Objectively understanding that everything is shit, and gnawing on the objective truth doesn't do anything. Except give you shit poisoning.
So. Don't do that.
Accept that the human condition is as it is. Also. Empathise. Spot the same things in yourself. This is very important. That you are not some perfect ideal floating above everyone elses flaws. You are also made of the same stuff. You also have flaws. Whether you are aware of them or not. And in many cases. You will not. Flaws are in all of us. Forgive others. Have yourself forgiven. It's ok to fuck up. We all fuck up.
None of this is to say about ignoring flaws. Pretending they don't exist and all is peace and light. Not at all. Acknowledgement and acceptance doesn't mean avoidance.
In the end it comes down to this.
There is a choice we all get to make.
Incoming data and information. This is a thing.
We then get to make a choice about how to process that. We can be enraged. And let it rip us up. Or we can accept it. Acknowledge it. Understand. But don't let it damage us.
That's a very hard lesson.
To be able to accept something without having to react to it in a certain way. Without having to meltdown.
In a computer parallel.
Accept an incoming file.
What you then do with it - copy it over and over overwriting all other files you have with its message, obliterating and damaging all in its path. Or simply file it. Read it. Leave it stored.
It is, the slow learning realisation I have had with emotion. Dealing with enormous levels of grief, loss, sadness.

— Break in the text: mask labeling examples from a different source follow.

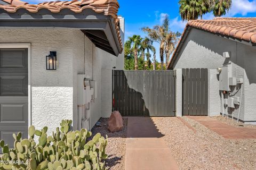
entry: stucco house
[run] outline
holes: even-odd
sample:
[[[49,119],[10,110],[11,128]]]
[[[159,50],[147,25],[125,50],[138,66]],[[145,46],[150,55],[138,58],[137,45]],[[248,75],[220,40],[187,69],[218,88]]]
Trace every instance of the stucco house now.
[[[190,20],[169,69],[209,70],[210,115],[256,123],[256,18]]]
[[[0,0],[0,138],[62,119],[91,128],[111,112],[113,67],[124,69],[116,0],[31,5]]]

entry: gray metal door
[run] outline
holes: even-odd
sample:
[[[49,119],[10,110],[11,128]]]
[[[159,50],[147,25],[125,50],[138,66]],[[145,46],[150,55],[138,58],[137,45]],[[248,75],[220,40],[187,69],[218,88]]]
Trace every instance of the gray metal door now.
[[[27,137],[28,49],[0,48],[0,139],[13,147],[13,133]]]
[[[173,70],[115,70],[113,75],[113,110],[123,116],[175,116]]]

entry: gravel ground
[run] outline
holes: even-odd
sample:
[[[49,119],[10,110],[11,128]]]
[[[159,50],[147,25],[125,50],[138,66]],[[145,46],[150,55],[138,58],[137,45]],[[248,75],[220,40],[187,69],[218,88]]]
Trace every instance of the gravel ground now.
[[[125,146],[127,133],[127,118],[123,118],[124,128],[122,131],[111,133],[107,129],[108,118],[101,118],[99,121],[101,126],[94,126],[92,129],[93,136],[97,133],[100,133],[105,137],[108,137],[108,143],[107,146],[106,153],[108,158],[106,160],[106,165],[111,170],[124,169],[124,158],[125,155]]]
[[[211,117],[212,118],[215,118],[218,121],[220,121],[222,122],[227,123],[228,124],[235,126],[237,126],[237,127],[250,127],[250,128],[256,128],[256,125],[252,125],[252,124],[245,124],[244,123],[238,122],[237,122],[236,120],[234,120],[232,121],[232,118],[227,118],[227,117],[223,117],[222,116],[213,116]]]
[[[227,140],[183,117],[153,118],[180,169],[256,169],[256,140]]]

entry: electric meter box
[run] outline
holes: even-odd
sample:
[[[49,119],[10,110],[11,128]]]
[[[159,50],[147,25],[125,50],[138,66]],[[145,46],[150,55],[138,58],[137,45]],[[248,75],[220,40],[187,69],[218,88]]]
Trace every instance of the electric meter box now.
[[[235,105],[234,104],[234,98],[229,97],[228,99],[228,107],[235,108]]]
[[[229,91],[230,91],[229,78],[232,78],[231,65],[227,64],[220,67],[220,68],[221,68],[221,72],[219,75],[220,90]]]
[[[240,98],[239,97],[235,97],[234,98],[234,104],[236,105],[240,105]]]
[[[236,86],[236,78],[229,78],[229,86]]]

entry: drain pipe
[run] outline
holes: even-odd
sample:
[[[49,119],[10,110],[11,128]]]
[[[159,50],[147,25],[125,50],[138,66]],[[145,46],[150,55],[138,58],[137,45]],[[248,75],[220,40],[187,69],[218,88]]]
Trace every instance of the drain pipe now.
[[[239,105],[238,116],[237,117],[237,123],[239,121],[239,117],[240,116],[240,110],[241,109],[242,104],[242,95],[243,94],[243,84],[241,84],[241,94],[240,95],[240,105]]]

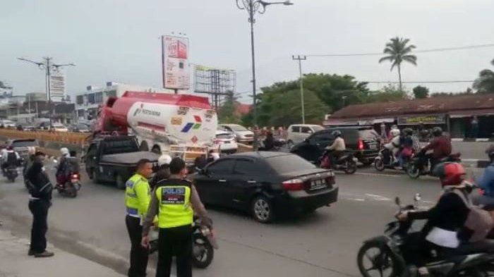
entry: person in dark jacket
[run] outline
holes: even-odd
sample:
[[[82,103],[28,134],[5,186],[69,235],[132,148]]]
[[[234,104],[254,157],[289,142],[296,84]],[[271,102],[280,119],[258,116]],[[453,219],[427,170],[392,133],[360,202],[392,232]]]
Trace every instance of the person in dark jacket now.
[[[441,253],[457,248],[460,242],[468,241],[473,233],[464,227],[470,209],[459,195],[468,199],[471,192],[471,187],[463,182],[463,166],[443,163],[438,164],[434,171],[443,188],[435,206],[427,211],[408,211],[397,216],[400,221],[428,220],[421,232],[409,234],[403,249],[405,259],[419,267],[421,276],[428,275],[424,266],[434,256],[433,253],[440,257]],[[432,230],[440,235],[429,237]]]
[[[433,135],[434,135],[434,139],[421,150],[421,153],[424,156],[423,166],[426,166],[428,163],[430,162],[431,171],[441,159],[446,158],[451,154],[452,150],[451,142],[447,137],[442,135],[442,129],[440,127],[435,127],[433,129]],[[426,152],[429,150],[433,150],[433,153],[426,154]]]
[[[150,182],[150,187],[151,191],[152,191],[156,185],[161,180],[167,180],[170,178],[170,162],[171,161],[171,157],[167,154],[163,154],[158,159],[158,171],[156,174],[152,177],[151,181]]]
[[[52,206],[53,186],[48,174],[44,172],[44,154],[37,152],[35,154],[34,161],[26,173],[30,193],[29,209],[32,214],[31,243],[28,254],[37,258],[54,255],[53,252],[47,251],[48,209]]]

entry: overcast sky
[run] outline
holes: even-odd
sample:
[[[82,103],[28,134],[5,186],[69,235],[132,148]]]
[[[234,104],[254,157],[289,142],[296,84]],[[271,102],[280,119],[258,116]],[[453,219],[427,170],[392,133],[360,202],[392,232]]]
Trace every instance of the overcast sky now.
[[[380,52],[394,36],[418,49],[494,43],[492,0],[293,0],[256,15],[258,87],[294,80],[292,54]],[[186,32],[191,61],[237,71],[237,91],[251,90],[247,13],[234,0],[4,0],[0,80],[16,94],[44,90],[42,71],[17,57],[73,62],[69,94],[107,81],[160,87],[161,35]],[[474,80],[494,59],[494,47],[417,54],[403,80]],[[350,74],[396,81],[378,56],[308,58],[305,73]],[[491,68],[492,69],[492,68]],[[378,88],[385,85],[370,86]],[[407,84],[411,89],[415,84]],[[470,83],[426,84],[433,92],[464,91]],[[248,93],[243,101],[250,101]]]

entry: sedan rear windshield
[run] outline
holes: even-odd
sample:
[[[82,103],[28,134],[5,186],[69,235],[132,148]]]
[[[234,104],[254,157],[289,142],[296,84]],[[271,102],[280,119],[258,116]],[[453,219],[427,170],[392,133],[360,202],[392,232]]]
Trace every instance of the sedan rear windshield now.
[[[294,154],[267,158],[266,161],[279,174],[315,168],[313,164]]]
[[[233,130],[234,131],[237,131],[237,132],[243,132],[243,131],[247,130],[247,129],[246,129],[245,127],[241,126],[239,125],[229,125],[228,127],[229,127],[230,129]]]
[[[35,140],[21,140],[19,142],[12,142],[12,147],[28,147],[31,146],[38,146]]]
[[[375,139],[379,137],[379,134],[372,129],[361,130],[359,131],[361,137],[363,140]]]
[[[133,140],[106,141],[104,142],[104,155],[130,153],[139,151],[137,144]]]

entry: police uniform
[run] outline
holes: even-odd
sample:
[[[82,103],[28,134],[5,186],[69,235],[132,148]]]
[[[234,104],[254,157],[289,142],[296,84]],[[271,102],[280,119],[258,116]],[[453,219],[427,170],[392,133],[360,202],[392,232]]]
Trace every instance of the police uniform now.
[[[126,225],[131,238],[131,267],[128,277],[146,276],[148,252],[140,245],[143,232],[142,220],[147,212],[150,201],[147,179],[135,174],[126,183],[125,206],[127,216]]]
[[[192,183],[169,179],[158,183],[158,266],[156,276],[169,276],[171,258],[176,257],[178,277],[192,276]]]

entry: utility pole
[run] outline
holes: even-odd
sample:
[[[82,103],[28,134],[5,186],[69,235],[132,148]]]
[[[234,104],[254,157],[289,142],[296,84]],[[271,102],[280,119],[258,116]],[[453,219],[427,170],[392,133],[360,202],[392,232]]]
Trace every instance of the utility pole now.
[[[302,76],[302,61],[306,61],[307,56],[291,56],[291,59],[294,61],[299,61],[299,73],[300,74],[300,104],[302,107],[302,124],[306,123],[306,111],[305,111],[305,104],[303,103],[303,79]]]
[[[40,69],[44,70],[45,72],[45,86],[47,91],[47,99],[48,100],[48,113],[49,118],[49,126],[52,127],[52,117],[53,113],[53,109],[52,105],[52,86],[50,77],[52,76],[52,70],[58,71],[59,69],[63,66],[75,66],[75,63],[64,63],[64,64],[56,64],[53,63],[53,58],[52,57],[43,57],[43,61],[33,61],[24,58],[17,58],[17,59],[24,61],[28,61],[31,63],[37,65]],[[36,114],[37,116],[37,102],[36,103]]]
[[[266,7],[270,5],[284,5],[291,6],[293,3],[289,0],[283,2],[266,2],[263,0],[236,0],[236,6],[241,9],[246,11],[248,14],[248,23],[251,27],[251,54],[252,59],[252,97],[253,103],[252,106],[253,121],[253,125],[257,125],[257,94],[255,92],[255,51],[254,44],[254,23],[255,18],[254,16],[256,13],[264,13],[266,11]],[[254,142],[253,148],[254,150],[258,149],[258,132],[254,132]]]

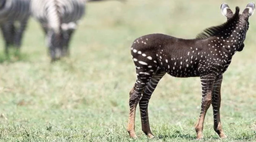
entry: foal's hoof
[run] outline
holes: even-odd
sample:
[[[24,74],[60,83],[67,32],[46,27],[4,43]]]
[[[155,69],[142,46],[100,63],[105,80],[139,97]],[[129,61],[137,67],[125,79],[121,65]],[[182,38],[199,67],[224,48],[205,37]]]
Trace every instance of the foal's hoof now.
[[[136,136],[136,134],[130,134],[130,137],[134,139],[138,138],[138,137],[137,137],[137,136]]]
[[[152,134],[147,134],[147,137],[150,139],[153,138],[155,137],[155,136]]]
[[[197,137],[197,140],[200,141],[202,140],[204,138],[204,137],[203,136],[199,136]]]
[[[220,134],[220,138],[221,139],[224,139],[224,138],[226,138],[228,137],[225,134]]]

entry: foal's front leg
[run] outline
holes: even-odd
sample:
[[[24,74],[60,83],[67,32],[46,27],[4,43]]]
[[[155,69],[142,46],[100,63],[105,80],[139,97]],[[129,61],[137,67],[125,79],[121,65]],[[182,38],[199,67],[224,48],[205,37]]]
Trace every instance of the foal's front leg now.
[[[203,137],[203,129],[204,118],[207,110],[212,103],[213,84],[215,78],[215,75],[213,74],[209,74],[200,77],[202,86],[202,100],[201,102],[200,115],[195,127],[197,139]]]
[[[221,88],[222,82],[222,75],[216,78],[213,85],[213,91],[212,96],[212,105],[213,110],[213,121],[214,122],[214,130],[221,139],[226,138],[227,136],[222,129],[221,123],[220,122],[220,107]]]

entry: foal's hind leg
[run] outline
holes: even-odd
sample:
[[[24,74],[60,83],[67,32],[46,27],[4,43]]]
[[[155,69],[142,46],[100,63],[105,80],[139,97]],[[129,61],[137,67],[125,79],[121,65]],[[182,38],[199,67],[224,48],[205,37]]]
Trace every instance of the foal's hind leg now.
[[[147,113],[149,101],[158,82],[165,73],[165,72],[160,70],[157,72],[147,84],[142,93],[142,97],[139,102],[142,130],[149,138],[153,138],[154,137],[151,132],[149,125]]]
[[[130,92],[129,114],[127,130],[130,137],[133,138],[137,137],[134,130],[134,121],[136,107],[142,96],[142,92],[145,88],[147,83],[152,78],[153,72],[149,73],[149,70],[140,69],[136,70],[137,80],[133,88]]]
[[[213,85],[212,101],[212,105],[213,110],[214,130],[219,135],[220,138],[221,139],[225,138],[227,137],[222,129],[220,114],[220,107],[221,100],[220,91],[222,78],[222,75],[221,75],[215,79]]]

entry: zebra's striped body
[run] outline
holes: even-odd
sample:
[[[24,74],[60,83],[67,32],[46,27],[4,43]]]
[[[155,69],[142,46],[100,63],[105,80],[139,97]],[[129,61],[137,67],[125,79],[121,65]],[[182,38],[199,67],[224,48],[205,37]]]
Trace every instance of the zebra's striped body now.
[[[32,15],[45,32],[52,60],[68,54],[70,37],[85,4],[84,0],[32,0]]]
[[[0,26],[5,41],[5,52],[14,45],[18,50],[30,15],[30,0],[1,0]]]
[[[195,127],[197,139],[203,137],[204,117],[211,104],[214,130],[220,138],[226,137],[222,129],[220,114],[222,74],[233,55],[244,47],[249,17],[255,7],[251,3],[242,14],[238,7],[233,14],[228,5],[222,4],[222,12],[227,21],[206,29],[196,39],[186,40],[155,34],[135,40],[131,48],[137,79],[130,92],[127,130],[130,137],[137,137],[134,119],[138,103],[142,131],[149,138],[154,137],[149,122],[149,101],[158,82],[167,73],[175,77],[200,77],[202,100],[201,112]]]

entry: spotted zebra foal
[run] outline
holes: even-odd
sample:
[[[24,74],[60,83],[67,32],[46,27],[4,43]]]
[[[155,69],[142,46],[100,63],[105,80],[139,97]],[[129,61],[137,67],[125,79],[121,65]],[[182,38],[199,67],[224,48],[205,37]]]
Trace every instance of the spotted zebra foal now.
[[[255,5],[253,3],[248,4],[242,14],[238,7],[233,14],[225,3],[221,4],[221,8],[227,18],[226,22],[206,29],[195,39],[154,34],[134,41],[131,50],[137,79],[130,92],[127,129],[131,137],[137,137],[134,120],[138,103],[142,130],[149,138],[154,137],[149,122],[148,103],[158,83],[166,73],[176,77],[200,77],[202,97],[201,111],[195,126],[197,139],[203,138],[204,117],[211,104],[214,130],[220,138],[226,137],[222,128],[220,115],[222,74],[235,53],[244,47],[248,18],[254,13]]]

It's there. It's huge. Enough to destroy me and my world if I let it. The crucial bit. Is pacing yourself. Don't ignore it. Don't pretend it's not there. But also. Don't try to consume it all in one sitting. Don't just kick open the door, let it rage through your world, sweeping you and everything in it away. Manage it. Pace yourself. Bit by bit. There is no rule that says you have to always rawdog everything to its maximal degree right then, right here. Things take time. Learning things takes time. Adapting to things takes time. And the massive things in my life at the moment of grief, loss, chronic health issues. I am having to adapt to.
Am I doing a good job ?
Ha ha.
No.
I am trying. At least. When my head is above water.
Anywho.
The point is not about perfecting this path. About being the perfect never goes wrong follower. Because. Human. Flawed. Perfection is not something you can attain. But it's knowing that it's there. Trying to follow that. Understanding that many things we do are self destructive, holding onto hate, or frustration with others. The challenge is of course we all get frustrated and pissed off. But it doesn't do us much good. Just like getting stressed in an office environment, adrenaline is dumped for a fight or flight response, and in reality, it's just you, sitting at an office desk, now trying to manage an endocrine system that was designed to evade predators on the savannah, and not dealing with the struggle of getting an excel report out on time.
We are imperfectly designed biologically for the world we find ourselves in. Not all our instincts or mechanisms work to our benefit.
Understand it. Try to mitigate the ones that aren't helping.
And a big one of those.
Is that endless criticism of everyone else, the frustration, anger, resentment. Let it go.
It doesn't mean you have to tolerate those things. You can make a choice about who or what you let into your life. But make sure. You don't let those things destroy you from the inside.